Death, Judgment, Heaven, and Franciscan Habits: The Art of Dying in Late Sixteenth-Century Spanish-Indigenous Cholula
Monday, January 5, 2015: 11:40 AM
Bryant Suite (New York Hilton)
On May 23, 1596, in the city of Cholula, New Spain, a small crowd gathered around the prone figure of doña María Tlaltecayoa, an india principal who lay on her death bed in the home she shared with her Spanish husband.[1]In the presence of the notary and a Nahuatl interpreter, she dictated her will, leaving alms to cover the cost of her funeral procession, her burial, an unspecified number of open casket masses, and a Franciscan habit. Why would she include the latter? So that she may be buried in it.
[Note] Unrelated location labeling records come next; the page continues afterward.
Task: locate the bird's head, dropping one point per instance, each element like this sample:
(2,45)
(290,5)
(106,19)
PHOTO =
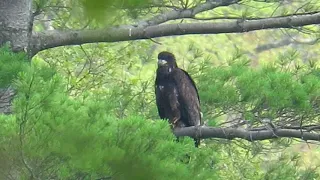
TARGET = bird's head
(166,59)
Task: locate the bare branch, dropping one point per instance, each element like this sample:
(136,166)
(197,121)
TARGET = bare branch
(185,13)
(204,132)
(50,39)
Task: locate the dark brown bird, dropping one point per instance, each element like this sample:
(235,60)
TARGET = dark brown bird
(177,96)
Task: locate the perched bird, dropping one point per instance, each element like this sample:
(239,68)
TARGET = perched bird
(177,96)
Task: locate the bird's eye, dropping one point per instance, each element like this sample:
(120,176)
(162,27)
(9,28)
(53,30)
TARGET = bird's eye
(162,62)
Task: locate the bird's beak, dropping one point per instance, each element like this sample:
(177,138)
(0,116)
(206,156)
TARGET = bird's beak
(162,62)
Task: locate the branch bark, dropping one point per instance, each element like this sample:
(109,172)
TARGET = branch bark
(185,13)
(51,39)
(204,132)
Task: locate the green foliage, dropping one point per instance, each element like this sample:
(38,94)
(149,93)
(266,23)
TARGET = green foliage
(52,134)
(269,91)
(100,9)
(10,65)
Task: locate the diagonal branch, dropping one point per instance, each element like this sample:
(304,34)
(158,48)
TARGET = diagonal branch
(231,133)
(185,13)
(51,39)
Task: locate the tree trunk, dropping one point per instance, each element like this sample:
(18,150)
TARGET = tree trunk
(15,29)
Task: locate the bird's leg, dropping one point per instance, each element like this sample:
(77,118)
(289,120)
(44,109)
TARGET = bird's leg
(174,122)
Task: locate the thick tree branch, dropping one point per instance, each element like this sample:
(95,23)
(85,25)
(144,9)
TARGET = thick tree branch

This final request appears in 21 of the 26 Spanish-language wills I analyze in this paper, which illustrates the art of death and dying in late sixteenth-century San Pedro Cholula, a former Mesoamerican holy site and shrine of Quetzalcoatl worship appropriated by Franciscan friars in 1528. As this pious request indicates, concern with the state of one’s soul remained of paramount importance to those contemplating death. Forming just one part of the Church’s highly-ordered death ritual in New Spain, the writing of one’s will captured the most pressing concerns of those on the brink of meeting their creator. Lying in the throes of their final illness and unable to avoid the inevitability of death, Cholula’s residents arrange their business affairs on earth so that their souls might expire in peace. To ensure a holy death and to increase their chances of avoiding eternal damnation or the fires of purgatory, these testators request not only the customary requiem masses, but also the habit of St. Francis as their burial shroud. Functioning as a remedy both physical and spiritual, this garment’s power transcends this world, leading pious souls to the beatific vision in the next.
[1] An india principal was a high-ranking native person whose lineage pre-dated European arrival.